Henry V

by

William Shakespeare

Henry V: Style 1 key example

Read our modern English translation.
Act 4, Scene 1
Explanation and Analysis:

The style of the play is primarily elevated and formal, befitting its status as a history play that depicts significant events and figures in English history, though Shakespeare also uses a more vulgar style in the play’s comedic scenes. Henry V is written primarily in blank verse, a form of poetry that is characterized by unrhymed iambic pentameter. Shakespeare’s use of blank verse gives the dialogue a rhythmic quality that emphasizes the gravity and importance of characters' speeches. However, the play also includes passages of prose, a more natural mode of speech that is used for more casual or comedic dialogue between “low” or common characters, such as Pistol, Bardolph, and Nym. 

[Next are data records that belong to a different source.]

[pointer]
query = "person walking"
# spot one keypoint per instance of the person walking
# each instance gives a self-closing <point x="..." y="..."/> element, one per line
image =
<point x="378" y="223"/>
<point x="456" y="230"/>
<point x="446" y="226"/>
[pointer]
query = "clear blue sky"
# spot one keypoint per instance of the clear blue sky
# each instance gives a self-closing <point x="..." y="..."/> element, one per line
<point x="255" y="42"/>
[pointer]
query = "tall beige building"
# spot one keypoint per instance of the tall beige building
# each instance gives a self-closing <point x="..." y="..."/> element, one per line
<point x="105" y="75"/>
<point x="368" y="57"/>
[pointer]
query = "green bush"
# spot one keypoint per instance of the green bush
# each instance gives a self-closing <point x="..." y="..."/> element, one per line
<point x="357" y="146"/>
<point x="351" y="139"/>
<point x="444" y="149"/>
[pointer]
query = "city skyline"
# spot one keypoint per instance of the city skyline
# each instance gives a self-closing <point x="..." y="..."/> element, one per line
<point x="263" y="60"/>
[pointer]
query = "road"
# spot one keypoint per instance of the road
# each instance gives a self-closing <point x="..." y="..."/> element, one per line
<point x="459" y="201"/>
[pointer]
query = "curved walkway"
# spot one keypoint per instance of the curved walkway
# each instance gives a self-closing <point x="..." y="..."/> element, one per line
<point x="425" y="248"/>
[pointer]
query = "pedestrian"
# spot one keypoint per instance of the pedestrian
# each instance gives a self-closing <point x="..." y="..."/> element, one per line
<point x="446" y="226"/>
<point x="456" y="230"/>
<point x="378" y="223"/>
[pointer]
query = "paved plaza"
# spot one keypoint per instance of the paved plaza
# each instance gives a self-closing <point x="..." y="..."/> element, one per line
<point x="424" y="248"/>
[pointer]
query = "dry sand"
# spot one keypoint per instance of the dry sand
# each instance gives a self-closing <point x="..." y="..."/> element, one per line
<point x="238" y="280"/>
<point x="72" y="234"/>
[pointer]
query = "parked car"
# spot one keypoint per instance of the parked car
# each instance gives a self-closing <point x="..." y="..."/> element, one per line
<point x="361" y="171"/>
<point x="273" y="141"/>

Sometimes, these two different styles are brought into conflict with one another, to comedic effect. “Low” characters, for example, occasionally adopt the blank verse used by the play’s nobles, parodying their pompous manner of speech. Additionally, when King Henry V conceals his identity in the English army camp, he encounters the blunt, vulgar, and casual language of soldiers that is never used around him in his official capacity as King. In an exchange with Pistol, for example, the disguised King and common soldier argue about the Welsh Captain Fluellen: 

PISTOL 
Art thou his friend?

KING HENRY
And his kinsman too.

PISTOL
The figo for thee then!

KING HENRY
I thank you. God be with you.

This is one of many moments in the play when elevated and casual styles of speech are brought into close contact with one another. Pistol’s exclamation—"figo for thee”—is a vulgar profanity that he would never knowingly use around a figure such as a King, who, despite his disguise, is unable to lower himself to similar language. Rather, he responds in his usual, formal style. Much of the comedy of the scene, and in the play more generally, stems from the unlikely contrast of styles.